How To Deal With Class Imbalance In Dataset
A simple techniques to deal with the imbalance of data
What is class imbalance
class imbalance is the unequal distribution and variation of data in machine learning task where one class tend to have more values than the other classes or distributions. the class imbalance can occur as a result of undiverse and biased resampling of data which is due to the collection of data from a single geographical area, or as a result of the nature of the problem such as fraudulent transactions which tend to have a biased distribution of data between the classes because of less occurrence and prevalence of fraud in the overall transactions. imbalance occurs also because of the presence of minority class such as race, ethnicity, or tribe in the data set.
so let us start by uploading our dataset and then printing the value counts of the Sex column.
df=pd.read_csv('titanic_train.csv')
df.Sex.value_counts()
Output [1]:
male 577
female 314
Name: Sex, dtype: int64
in the output above, the male class has more values than the female class due to an imbalance of data.

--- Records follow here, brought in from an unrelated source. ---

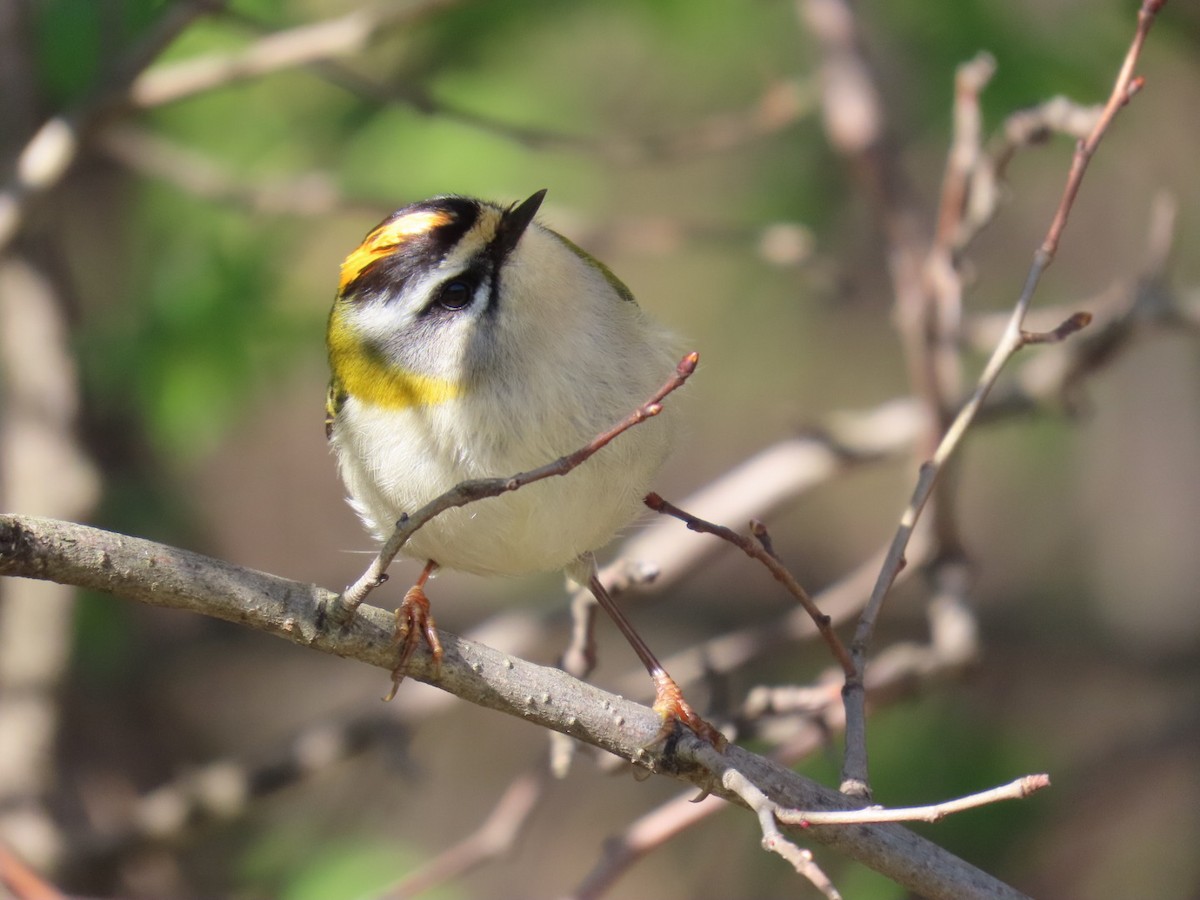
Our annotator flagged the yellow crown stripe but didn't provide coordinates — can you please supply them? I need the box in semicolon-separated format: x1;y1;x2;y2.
337;210;452;292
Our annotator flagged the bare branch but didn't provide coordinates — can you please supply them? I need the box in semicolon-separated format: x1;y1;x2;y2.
646;493;854;677
775;775;1050;828
378;766;547;900
0;515;1020;900
842;0;1165;797
128;0;458;109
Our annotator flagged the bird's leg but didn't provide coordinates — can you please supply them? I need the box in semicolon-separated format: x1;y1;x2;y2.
384;559;443;701
588;568;727;750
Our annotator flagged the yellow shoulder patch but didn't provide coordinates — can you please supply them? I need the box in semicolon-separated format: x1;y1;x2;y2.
337;210;451;293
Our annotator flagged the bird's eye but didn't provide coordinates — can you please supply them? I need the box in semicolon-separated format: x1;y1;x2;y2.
437;278;474;310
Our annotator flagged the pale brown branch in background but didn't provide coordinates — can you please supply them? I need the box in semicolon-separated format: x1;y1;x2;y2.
646;493;854;677
127;0;460;109
775;774;1050;828
0;0;216;250
571;564;978;900
842;0;1165;797
377;764;548;900
0;844;68;900
0;515;1020;900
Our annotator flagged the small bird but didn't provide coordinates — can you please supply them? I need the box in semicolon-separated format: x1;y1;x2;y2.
325;191;721;744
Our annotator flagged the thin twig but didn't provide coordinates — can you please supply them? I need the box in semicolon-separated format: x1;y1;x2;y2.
329;353;700;624
0;0;224;250
378;766;548;900
128;0;458;109
721;768;841;900
842;0;1165;797
775;774;1050;828
0;515;1020;900
646;492;854;677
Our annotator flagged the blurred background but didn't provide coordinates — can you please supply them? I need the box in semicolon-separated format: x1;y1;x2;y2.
0;0;1200;899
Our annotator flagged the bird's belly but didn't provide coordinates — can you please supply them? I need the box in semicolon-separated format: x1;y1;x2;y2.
334;400;667;575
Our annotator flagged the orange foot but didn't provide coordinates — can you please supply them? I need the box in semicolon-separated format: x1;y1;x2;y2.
650;668;728;751
384;577;443;701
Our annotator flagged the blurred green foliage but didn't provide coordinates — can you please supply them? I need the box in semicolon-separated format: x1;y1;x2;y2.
11;0;1200;900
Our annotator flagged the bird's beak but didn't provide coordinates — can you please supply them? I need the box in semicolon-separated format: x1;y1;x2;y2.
493;188;546;259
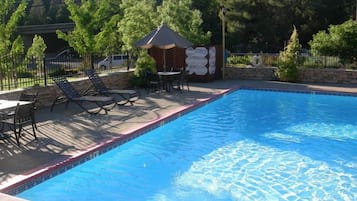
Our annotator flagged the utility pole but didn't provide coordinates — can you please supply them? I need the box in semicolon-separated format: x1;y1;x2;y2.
221;6;227;80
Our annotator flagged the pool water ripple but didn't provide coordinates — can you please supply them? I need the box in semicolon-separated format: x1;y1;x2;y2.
19;90;357;201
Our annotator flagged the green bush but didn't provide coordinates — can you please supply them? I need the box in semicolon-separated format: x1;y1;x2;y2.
227;55;252;66
16;71;33;78
276;26;301;82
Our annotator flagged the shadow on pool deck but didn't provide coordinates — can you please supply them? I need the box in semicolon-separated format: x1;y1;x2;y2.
0;80;357;198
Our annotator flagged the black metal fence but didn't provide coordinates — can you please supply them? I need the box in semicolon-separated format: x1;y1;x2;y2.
227;53;357;69
0;55;128;91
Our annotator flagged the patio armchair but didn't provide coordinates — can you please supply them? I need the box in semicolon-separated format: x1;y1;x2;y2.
1;102;37;146
7;92;38;130
85;69;139;105
51;77;116;114
144;70;164;92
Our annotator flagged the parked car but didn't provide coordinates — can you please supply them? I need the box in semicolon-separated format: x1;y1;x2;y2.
98;54;128;69
52;47;80;60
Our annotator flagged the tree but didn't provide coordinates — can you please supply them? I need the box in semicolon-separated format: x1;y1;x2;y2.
157;0;211;45
118;0;157;51
276;26;301;81
220;0;355;52
27;35;47;60
57;0;118;67
26;0;46;24
0;0;27;56
309;20;357;63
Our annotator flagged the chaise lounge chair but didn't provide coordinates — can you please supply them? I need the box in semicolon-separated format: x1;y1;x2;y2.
51;77;116;114
85;69;139;105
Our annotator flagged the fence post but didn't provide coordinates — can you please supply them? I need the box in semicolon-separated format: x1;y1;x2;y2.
43;57;47;86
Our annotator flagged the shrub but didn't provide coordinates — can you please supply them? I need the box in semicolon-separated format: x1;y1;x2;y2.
129;51;156;87
276;26;301;82
227;55;252;66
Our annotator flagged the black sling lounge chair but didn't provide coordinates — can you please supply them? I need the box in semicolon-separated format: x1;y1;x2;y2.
51;77;116;114
85;69;139;105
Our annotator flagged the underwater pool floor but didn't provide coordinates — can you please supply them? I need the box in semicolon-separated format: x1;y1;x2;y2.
0;80;357;198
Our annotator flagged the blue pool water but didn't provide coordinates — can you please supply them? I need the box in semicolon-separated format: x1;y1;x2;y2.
18;90;357;201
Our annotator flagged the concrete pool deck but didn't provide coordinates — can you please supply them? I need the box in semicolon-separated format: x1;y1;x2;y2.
0;80;357;200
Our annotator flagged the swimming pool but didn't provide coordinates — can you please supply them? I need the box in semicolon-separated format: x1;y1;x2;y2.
18;90;357;201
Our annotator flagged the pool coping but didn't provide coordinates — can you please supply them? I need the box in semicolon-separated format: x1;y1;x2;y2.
0;86;357;195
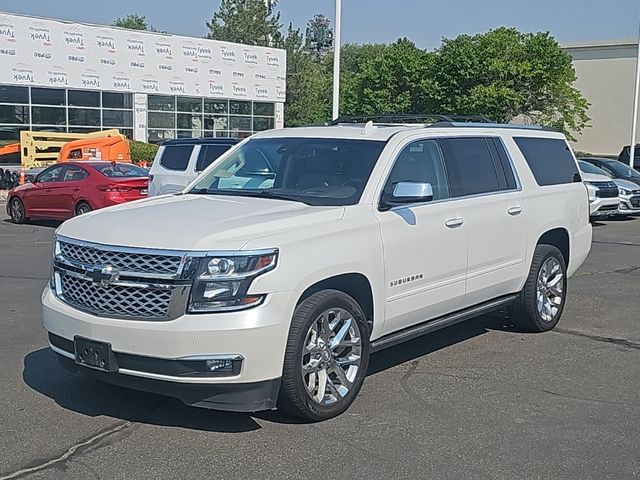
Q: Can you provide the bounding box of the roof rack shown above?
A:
[329,113,492,125]
[325,113,558,132]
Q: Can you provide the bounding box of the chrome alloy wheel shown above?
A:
[536,257,564,322]
[9,198,24,222]
[302,308,362,405]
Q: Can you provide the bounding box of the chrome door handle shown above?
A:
[444,217,464,228]
[507,207,522,217]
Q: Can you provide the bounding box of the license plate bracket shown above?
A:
[73,336,118,372]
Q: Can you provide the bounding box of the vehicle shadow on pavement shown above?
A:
[22,312,513,433]
[3,218,62,228]
[367,312,513,376]
[22,348,261,433]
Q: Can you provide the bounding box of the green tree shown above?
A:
[207,0,282,47]
[305,13,333,59]
[429,27,589,138]
[284,25,331,127]
[341,38,435,115]
[111,13,158,32]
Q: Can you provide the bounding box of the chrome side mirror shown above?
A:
[392,182,433,203]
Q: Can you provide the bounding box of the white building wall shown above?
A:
[564,42,640,156]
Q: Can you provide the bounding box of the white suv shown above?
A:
[42,122,591,420]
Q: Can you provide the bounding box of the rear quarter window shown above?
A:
[160,145,193,171]
[196,145,231,172]
[513,137,580,186]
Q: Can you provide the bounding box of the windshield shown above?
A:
[93,163,149,178]
[605,160,640,178]
[189,138,385,205]
[578,160,611,177]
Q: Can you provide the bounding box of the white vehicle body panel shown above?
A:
[43,126,591,402]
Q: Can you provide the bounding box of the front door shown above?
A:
[439,136,529,306]
[377,139,467,334]
[27,165,64,218]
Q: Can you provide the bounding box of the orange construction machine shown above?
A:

Dealing with class imbalanced in dataset
1-Over sampling the minority class
2- Under-sampling the majority class
Oversampling the minority class
in oversampling, we created more synthetic data for the minority class so that the minority class will have more data to match the majority class, this is recommendable if there are fewer data to work with.
In [ 1]:
from sklearn.utils import resample
Male=df[df.Sex=='male']
Female=df[df.Sex=='female']
female_upsampled = resample(Female,
replace = True,
n_samples = len(Male), # Match the number with the majority class
random_state=20)
df = pd.concat([Male, female_upsampled])
let us now see the column
df.Sex.value_counts()
Output [2]:
female 577
male 577
Name: Sex, dtype: int64
now, both the number of female and male class are equal.

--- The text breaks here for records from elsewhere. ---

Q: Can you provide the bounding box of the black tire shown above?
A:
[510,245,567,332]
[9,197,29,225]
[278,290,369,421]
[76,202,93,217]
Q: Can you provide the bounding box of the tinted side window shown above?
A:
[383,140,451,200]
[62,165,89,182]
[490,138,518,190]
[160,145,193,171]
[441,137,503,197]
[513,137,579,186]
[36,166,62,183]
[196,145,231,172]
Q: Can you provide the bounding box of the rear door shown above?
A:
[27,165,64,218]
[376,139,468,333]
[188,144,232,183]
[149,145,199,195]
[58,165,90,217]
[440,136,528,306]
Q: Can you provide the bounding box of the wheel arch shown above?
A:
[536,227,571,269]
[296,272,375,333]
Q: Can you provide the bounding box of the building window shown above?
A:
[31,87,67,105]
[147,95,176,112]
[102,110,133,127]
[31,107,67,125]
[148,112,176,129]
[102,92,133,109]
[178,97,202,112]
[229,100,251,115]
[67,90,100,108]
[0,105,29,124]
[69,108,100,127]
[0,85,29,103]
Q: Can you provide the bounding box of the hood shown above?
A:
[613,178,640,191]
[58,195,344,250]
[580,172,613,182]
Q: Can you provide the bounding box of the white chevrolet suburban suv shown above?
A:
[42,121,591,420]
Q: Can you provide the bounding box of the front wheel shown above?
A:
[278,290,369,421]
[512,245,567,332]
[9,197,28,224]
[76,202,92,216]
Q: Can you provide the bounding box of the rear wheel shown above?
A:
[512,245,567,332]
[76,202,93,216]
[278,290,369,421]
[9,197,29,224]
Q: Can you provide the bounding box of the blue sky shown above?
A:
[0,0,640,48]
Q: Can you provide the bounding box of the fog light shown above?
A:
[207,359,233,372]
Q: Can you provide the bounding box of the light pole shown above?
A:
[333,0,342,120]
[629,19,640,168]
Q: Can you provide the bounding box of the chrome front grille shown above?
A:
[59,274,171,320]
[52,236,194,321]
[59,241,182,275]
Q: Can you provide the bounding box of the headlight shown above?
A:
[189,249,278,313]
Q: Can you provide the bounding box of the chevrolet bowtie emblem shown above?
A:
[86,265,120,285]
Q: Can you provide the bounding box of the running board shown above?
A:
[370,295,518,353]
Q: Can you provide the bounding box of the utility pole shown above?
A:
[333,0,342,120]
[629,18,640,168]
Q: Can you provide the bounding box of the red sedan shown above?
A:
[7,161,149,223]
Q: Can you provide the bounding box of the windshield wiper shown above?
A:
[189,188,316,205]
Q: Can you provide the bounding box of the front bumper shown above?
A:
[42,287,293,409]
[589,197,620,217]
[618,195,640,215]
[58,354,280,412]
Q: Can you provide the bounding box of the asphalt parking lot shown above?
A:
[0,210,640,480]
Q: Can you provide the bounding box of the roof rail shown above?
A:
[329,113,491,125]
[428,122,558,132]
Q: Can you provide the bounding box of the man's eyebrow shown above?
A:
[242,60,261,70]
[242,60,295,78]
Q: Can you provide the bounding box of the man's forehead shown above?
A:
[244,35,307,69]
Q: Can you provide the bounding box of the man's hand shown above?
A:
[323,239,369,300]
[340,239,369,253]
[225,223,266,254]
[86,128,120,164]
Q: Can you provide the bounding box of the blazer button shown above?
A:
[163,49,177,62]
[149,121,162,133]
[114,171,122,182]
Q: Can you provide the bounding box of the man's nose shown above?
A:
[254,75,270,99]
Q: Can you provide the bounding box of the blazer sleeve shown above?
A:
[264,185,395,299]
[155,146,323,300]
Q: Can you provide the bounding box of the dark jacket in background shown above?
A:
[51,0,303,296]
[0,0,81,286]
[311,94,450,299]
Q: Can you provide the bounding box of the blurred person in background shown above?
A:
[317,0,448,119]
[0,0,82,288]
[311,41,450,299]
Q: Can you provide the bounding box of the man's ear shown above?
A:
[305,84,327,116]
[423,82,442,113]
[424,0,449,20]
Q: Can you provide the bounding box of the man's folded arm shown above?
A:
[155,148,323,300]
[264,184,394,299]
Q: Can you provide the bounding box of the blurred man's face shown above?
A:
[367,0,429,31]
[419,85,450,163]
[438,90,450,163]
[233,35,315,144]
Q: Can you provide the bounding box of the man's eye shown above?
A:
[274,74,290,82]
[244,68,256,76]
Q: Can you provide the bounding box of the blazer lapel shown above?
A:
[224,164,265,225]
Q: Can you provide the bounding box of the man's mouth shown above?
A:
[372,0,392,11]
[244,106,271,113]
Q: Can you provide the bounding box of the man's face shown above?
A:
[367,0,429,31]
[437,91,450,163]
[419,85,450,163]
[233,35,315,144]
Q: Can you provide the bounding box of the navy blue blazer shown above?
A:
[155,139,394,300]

Under-sampling majority class
in this sampling method, we remove some data from the majority class to match the minority class, but this may affect the performance of the model if there are fewer data to work with.

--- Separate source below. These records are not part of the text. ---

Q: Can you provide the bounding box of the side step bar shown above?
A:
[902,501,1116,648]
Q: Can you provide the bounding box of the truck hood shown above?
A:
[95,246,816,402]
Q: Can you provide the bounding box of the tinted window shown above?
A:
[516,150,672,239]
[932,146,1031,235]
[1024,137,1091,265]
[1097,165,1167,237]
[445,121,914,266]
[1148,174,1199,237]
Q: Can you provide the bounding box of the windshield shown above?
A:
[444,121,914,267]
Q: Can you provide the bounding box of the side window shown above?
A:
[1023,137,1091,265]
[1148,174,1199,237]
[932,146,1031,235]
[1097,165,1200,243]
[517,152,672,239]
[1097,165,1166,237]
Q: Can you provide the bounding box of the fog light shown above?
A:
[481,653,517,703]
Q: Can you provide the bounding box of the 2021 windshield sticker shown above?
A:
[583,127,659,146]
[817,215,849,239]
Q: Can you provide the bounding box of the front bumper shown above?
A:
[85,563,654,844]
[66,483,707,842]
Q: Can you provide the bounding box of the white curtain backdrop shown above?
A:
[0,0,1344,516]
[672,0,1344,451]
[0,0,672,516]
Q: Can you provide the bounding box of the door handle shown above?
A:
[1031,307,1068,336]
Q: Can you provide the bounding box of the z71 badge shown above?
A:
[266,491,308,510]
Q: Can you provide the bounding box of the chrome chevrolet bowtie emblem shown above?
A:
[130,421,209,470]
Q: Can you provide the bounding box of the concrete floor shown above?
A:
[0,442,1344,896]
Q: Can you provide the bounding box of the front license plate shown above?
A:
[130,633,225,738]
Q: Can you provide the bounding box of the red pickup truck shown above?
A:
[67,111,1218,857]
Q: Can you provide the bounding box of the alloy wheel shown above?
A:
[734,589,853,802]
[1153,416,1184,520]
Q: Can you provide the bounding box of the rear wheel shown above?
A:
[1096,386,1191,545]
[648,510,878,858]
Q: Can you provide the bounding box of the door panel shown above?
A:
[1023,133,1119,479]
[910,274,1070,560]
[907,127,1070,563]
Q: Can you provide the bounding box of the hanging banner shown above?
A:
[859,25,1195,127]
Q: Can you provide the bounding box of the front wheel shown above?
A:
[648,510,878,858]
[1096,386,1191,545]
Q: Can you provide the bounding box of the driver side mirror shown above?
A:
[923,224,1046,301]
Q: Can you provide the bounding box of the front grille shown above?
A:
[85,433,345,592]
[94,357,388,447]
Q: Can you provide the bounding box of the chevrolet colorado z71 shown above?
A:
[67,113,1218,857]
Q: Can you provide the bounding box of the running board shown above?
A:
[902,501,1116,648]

male_downsampled = resample(Male,
replace = True, # Sample with replacement
n_samples = len(Female), # Match number with the minority class
random_state=20)
df = pd.concat([women, men_downsampled])
let us now also see the Sex column
df.Sex.value_counts()
Output [2]:
female 314
male 314
Name: Sex, dtype: int64
Conclusion
the oversampling and undersampling method is one of the very common and effective techniques in dealing with an imbalance of data, but there are other techniques that can be used such as synthetic minority oversampling technique(SMOTH).